---
id: "concept-role-institutionalization"
type: "concept"
source_timestamps: ["§ Mistake 3"]
tags: ["behavioral-design", "culture", "documentation"]
related: ["claim-latent-raci-disagreement", "action-draft-behavioral-guide"]
definition: "The creation and embedding of concrete, behavioral descriptions of decision roles into an organization's daily tools and culture to eliminate ambiguity."
sources: ["governance"]
sourceVaultSlug: "hbr-seg-governance"
originDay: 7
articleStem: "hbr-sig-48-decision-rights"
sourceUrl: "https://hbr.org/2026/07/what-companies-get-wrong-about-decision-rights"
sourceTitle: "What Companies Get Wrong About Decision Rights"
---
# Role Institutionalization

**Role institutionalization** addresses the widespread problem of *latent disagreement* over what RACI roles actually mean in practice (e.g., confusing 'Accountable' with 'Responsible') — see [[claim-latent-raci-disagreement]].
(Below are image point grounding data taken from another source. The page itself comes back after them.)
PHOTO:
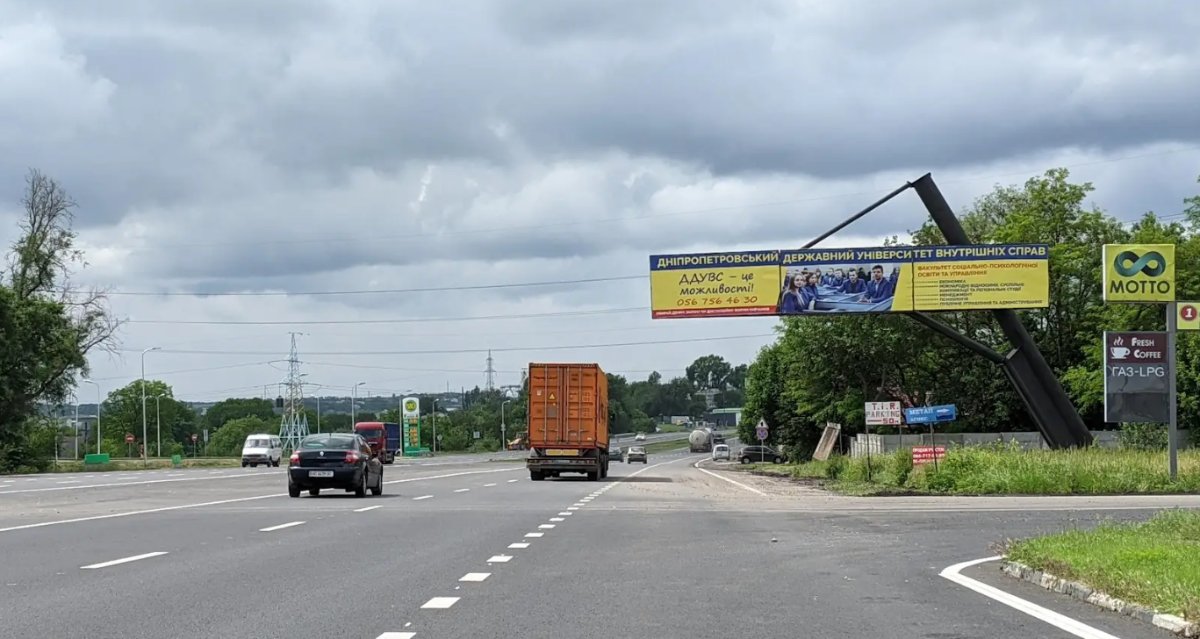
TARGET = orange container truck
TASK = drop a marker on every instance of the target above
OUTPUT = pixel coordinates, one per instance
(568, 420)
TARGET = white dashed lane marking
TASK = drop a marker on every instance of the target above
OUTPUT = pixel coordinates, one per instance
(441, 603)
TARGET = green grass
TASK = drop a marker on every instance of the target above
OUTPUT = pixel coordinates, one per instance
(1153, 563)
(1002, 470)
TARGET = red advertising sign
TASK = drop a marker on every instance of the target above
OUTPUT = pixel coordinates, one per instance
(928, 454)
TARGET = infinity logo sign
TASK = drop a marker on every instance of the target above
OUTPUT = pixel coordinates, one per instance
(1139, 263)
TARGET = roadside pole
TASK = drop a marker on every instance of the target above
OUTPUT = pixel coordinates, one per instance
(1173, 434)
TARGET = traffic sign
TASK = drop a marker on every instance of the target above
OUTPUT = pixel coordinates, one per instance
(1188, 316)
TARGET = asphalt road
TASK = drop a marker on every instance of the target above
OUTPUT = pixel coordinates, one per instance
(477, 549)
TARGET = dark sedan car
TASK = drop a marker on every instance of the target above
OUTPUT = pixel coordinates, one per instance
(339, 460)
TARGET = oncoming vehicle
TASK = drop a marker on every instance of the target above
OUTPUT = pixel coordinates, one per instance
(267, 449)
(760, 453)
(340, 460)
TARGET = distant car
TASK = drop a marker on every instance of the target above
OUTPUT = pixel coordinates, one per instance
(337, 460)
(265, 449)
(760, 453)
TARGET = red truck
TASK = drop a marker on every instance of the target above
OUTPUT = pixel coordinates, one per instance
(383, 437)
(568, 420)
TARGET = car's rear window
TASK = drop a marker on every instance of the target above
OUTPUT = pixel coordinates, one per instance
(335, 443)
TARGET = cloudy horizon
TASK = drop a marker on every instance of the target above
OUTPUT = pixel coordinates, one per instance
(246, 171)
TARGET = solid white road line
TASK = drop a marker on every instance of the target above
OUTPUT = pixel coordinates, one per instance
(217, 502)
(1057, 620)
(441, 602)
(281, 526)
(739, 484)
(126, 560)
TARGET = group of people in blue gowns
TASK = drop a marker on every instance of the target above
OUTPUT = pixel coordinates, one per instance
(803, 290)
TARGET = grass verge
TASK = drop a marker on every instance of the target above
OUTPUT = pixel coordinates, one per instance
(1152, 563)
(1002, 470)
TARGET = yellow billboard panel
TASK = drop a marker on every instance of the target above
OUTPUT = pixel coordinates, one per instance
(1139, 272)
(714, 285)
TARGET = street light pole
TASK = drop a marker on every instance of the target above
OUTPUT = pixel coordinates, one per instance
(97, 411)
(504, 439)
(144, 447)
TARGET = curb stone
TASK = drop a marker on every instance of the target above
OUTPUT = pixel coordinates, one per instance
(1080, 591)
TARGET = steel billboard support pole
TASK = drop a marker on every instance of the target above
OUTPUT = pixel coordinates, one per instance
(1173, 435)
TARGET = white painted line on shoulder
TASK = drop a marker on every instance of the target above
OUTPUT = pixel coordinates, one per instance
(441, 602)
(281, 526)
(126, 560)
(739, 484)
(1055, 619)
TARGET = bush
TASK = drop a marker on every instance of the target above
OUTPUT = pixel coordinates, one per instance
(1144, 436)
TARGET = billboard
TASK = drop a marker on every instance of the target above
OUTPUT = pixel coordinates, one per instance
(811, 281)
(1139, 272)
(714, 285)
(1137, 382)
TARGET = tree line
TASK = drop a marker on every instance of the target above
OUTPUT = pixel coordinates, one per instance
(825, 369)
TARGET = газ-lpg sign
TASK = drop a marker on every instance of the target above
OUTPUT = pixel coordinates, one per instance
(1139, 273)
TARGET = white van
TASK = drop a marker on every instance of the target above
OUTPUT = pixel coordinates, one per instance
(262, 449)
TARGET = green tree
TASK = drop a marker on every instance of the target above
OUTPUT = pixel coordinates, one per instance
(48, 324)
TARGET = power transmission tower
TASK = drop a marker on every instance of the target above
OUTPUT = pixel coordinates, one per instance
(491, 374)
(294, 423)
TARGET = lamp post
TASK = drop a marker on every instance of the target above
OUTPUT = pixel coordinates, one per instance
(97, 411)
(504, 439)
(354, 402)
(144, 451)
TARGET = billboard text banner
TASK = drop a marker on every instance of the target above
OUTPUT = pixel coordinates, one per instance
(1139, 272)
(714, 285)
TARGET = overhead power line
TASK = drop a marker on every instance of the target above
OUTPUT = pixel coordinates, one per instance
(376, 291)
(462, 351)
(399, 321)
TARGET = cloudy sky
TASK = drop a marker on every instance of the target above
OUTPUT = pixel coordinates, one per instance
(304, 153)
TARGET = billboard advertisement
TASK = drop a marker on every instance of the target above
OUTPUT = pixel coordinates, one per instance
(1139, 272)
(1137, 377)
(714, 285)
(814, 281)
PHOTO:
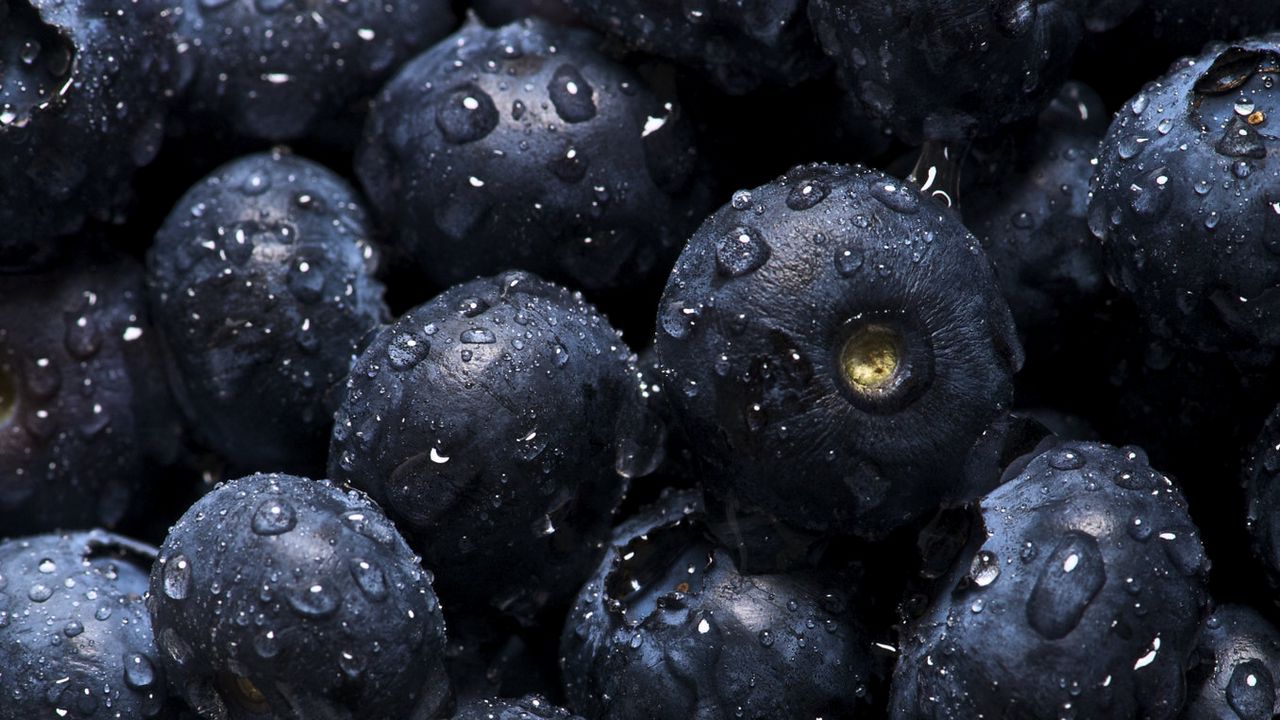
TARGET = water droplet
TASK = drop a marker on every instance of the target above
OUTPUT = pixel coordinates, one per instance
(370, 579)
(1072, 577)
(273, 518)
(741, 251)
(571, 95)
(466, 114)
(177, 577)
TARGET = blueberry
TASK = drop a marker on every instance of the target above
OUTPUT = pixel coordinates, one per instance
(484, 423)
(277, 69)
(835, 346)
(76, 634)
(1031, 213)
(667, 628)
(1238, 665)
(525, 147)
(530, 707)
(263, 282)
(737, 45)
(286, 597)
(1187, 205)
(83, 104)
(1080, 595)
(950, 69)
(85, 413)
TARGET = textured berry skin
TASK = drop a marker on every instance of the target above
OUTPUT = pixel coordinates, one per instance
(263, 282)
(1032, 215)
(74, 634)
(525, 147)
(1187, 201)
(484, 423)
(739, 45)
(82, 415)
(530, 707)
(750, 333)
(1238, 665)
(1084, 568)
(950, 69)
(676, 632)
(83, 104)
(286, 597)
(275, 69)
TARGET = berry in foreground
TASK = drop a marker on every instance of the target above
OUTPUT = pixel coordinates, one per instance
(1079, 595)
(836, 346)
(525, 146)
(263, 282)
(288, 597)
(483, 422)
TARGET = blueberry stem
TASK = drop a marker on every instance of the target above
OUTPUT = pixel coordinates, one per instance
(937, 171)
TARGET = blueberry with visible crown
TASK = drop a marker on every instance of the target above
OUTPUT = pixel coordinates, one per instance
(525, 147)
(278, 596)
(1237, 670)
(279, 69)
(1083, 566)
(1187, 201)
(85, 411)
(74, 634)
(667, 628)
(836, 346)
(263, 283)
(83, 103)
(484, 422)
(950, 69)
(530, 707)
(737, 45)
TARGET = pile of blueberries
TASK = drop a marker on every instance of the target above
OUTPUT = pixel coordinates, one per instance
(639, 359)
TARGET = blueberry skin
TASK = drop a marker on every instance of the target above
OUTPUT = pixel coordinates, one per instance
(278, 596)
(752, 326)
(1238, 664)
(1087, 569)
(83, 105)
(667, 628)
(950, 69)
(261, 279)
(737, 45)
(74, 634)
(484, 423)
(1184, 201)
(525, 147)
(277, 69)
(1031, 214)
(529, 707)
(85, 413)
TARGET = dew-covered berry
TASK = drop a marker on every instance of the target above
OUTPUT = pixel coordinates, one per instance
(835, 347)
(525, 147)
(74, 634)
(85, 92)
(85, 411)
(1079, 596)
(286, 597)
(1237, 666)
(277, 69)
(667, 628)
(1187, 201)
(263, 282)
(484, 422)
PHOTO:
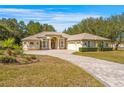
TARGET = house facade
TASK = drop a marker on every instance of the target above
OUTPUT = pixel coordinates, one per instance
(57, 40)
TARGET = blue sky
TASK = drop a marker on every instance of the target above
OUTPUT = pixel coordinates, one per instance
(60, 16)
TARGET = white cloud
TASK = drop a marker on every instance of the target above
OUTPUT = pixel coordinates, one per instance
(59, 20)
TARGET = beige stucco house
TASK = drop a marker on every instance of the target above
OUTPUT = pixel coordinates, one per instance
(57, 40)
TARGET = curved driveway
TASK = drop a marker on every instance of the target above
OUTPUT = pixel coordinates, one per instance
(110, 73)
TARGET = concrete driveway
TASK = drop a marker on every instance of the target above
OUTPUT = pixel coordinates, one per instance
(109, 73)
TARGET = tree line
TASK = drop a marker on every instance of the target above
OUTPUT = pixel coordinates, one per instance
(111, 27)
(11, 28)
It means creating and embedding **simple, concrete behavioral descriptions** of each role into the organization's culture and daily tools. Rather than relying on abstract definitions, institutionalization spells out exactly what a role looks like in action: how an Accountable person gathers input, facilitates debate, makes a call, and explains it.

By embedding these behavioral cues into **performance-management guides, meeting-agenda templates, and project-management (Gantt) charts**, the organization turns theoretical frameworks into living systems that guide everyday action. The two concrete moves are [[action-draft-behavioral-guide]] and [[action-embed-raci-cues]]; the University of Michigan's [[entity-sanger-leadership-center]] hosts a worked example of such behavioral definitions.